Evolution Strategies in JAX 🦎
Apache License 2.0
475 stars 44 forks source link

Integer Overflow for Large Dimension Problems #40

Closed twoletters closed 1 year ago

twoletters commented 1 year ago

num_dims is of type int32 and can overflow when squared:

https://github.com/RobertTLange/evosax/blob/3c7b751c434cf374516c261a8af367d492f5f859/evosax/strategies/cma_es.py#L65

Casting num_dims as a float fixes the issue:

        / (float(num_dims + 2) ** 2 + alpha_cov * mu_eff / 2),
RobertTLange commented 1 year ago

Hi @twoletters, Sorry for the super late response and thank you for raising this! you are right. For large network sizes/dimensions this will cause an overflow error. I have somehow fixed this in Sep_CMA_ES by fixing the value to a max of 40k in the development branch.

https://github.com/RobertTLange/evosax/blob/2f9ec7935108862e3c45a9413fffbf56c34d5341/evosax/strategies/sep_cma_es.py#L89

It is only used in computing hyperparameters/learning rates in CMA-style algorithms and from some experiments it seems to not hurt.
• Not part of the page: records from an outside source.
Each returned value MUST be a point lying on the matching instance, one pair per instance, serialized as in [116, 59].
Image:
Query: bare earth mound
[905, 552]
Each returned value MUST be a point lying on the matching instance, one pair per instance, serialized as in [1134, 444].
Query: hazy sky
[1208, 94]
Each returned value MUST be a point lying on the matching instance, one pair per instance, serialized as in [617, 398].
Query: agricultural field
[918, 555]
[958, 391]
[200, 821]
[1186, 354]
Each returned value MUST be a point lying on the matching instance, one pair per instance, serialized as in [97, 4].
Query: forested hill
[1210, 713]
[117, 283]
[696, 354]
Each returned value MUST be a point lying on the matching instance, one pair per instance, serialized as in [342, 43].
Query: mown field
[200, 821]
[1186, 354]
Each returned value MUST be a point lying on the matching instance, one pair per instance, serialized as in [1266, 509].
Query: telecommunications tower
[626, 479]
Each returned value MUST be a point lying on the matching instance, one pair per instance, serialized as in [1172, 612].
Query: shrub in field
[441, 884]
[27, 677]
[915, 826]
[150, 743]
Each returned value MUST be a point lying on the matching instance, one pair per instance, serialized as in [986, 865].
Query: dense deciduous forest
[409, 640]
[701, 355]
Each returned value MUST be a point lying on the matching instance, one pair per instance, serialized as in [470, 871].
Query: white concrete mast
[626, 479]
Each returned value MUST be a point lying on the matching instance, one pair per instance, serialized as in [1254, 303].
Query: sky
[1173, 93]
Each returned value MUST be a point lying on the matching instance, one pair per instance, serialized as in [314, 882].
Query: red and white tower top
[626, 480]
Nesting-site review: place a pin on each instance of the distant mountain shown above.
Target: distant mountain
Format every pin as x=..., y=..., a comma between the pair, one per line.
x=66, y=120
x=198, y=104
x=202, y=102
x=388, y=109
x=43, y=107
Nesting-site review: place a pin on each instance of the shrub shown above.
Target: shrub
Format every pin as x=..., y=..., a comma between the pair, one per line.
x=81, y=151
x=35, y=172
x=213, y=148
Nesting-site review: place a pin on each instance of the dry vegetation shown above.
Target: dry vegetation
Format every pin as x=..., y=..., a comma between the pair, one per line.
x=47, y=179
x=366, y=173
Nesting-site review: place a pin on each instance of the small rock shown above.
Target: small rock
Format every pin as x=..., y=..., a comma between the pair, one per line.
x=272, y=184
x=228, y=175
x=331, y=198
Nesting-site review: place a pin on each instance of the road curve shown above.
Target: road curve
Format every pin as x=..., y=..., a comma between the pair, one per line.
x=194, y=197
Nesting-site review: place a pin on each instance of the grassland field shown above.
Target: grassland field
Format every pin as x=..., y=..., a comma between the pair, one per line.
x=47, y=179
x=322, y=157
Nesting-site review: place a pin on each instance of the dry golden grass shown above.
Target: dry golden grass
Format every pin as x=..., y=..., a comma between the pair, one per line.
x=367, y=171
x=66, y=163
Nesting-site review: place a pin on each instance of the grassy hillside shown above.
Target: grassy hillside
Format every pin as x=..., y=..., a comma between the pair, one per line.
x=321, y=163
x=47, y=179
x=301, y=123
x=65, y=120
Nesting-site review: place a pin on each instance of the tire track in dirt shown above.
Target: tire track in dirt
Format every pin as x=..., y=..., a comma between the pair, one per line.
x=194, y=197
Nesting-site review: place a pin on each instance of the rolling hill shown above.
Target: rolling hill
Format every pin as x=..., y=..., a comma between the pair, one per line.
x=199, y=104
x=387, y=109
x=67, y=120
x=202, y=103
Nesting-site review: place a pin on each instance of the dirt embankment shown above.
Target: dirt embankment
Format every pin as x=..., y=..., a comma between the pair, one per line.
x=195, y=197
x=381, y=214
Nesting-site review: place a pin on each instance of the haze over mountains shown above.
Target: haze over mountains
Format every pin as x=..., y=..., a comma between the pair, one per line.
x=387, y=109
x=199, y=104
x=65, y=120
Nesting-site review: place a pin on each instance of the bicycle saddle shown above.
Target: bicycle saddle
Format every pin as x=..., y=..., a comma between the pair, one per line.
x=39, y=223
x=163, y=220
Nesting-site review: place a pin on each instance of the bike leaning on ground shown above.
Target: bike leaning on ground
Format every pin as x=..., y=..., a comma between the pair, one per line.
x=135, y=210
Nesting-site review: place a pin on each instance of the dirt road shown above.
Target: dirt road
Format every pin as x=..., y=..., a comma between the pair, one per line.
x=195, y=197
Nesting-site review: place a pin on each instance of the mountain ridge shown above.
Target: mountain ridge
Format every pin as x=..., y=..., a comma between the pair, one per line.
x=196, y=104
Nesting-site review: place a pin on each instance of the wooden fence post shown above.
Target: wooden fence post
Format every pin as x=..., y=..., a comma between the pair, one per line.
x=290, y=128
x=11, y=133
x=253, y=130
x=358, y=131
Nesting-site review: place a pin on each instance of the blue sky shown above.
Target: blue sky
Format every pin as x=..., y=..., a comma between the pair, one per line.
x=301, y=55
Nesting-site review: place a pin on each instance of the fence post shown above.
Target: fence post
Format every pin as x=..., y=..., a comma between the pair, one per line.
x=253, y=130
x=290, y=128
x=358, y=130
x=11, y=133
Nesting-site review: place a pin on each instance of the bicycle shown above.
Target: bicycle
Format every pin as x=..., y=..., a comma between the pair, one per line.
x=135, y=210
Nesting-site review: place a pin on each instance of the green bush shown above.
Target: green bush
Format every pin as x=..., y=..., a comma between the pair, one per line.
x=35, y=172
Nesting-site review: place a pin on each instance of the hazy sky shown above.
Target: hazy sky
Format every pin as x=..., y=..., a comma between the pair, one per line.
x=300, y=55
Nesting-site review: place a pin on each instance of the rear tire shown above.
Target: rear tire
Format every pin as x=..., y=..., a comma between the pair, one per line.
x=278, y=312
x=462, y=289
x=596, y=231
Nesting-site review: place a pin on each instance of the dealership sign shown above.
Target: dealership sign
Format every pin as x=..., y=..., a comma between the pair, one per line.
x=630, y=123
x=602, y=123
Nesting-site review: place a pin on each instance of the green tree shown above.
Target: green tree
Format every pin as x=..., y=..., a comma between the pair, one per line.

I will add the same clipping to the other CMA variants.

Let me know if you encounter any other issues. Best wishes and again thank you, Rob

twoletters commented 1 year ago

Great! IIRC I found the error while using LM-MA-ES by using a dimension in the six digits, so it could be happening in other places. Amazingly, algos like LM-MA-ES and CR-FM-NES can handle and work with such large problems. It was great to be able to compare different approaches to see which ones worked best in my case. I am forever grateful for your work!

RobertTLange commented 1 year ago

Fixed for all relevant strategies in release v.0.1.4! Thank you for raising this.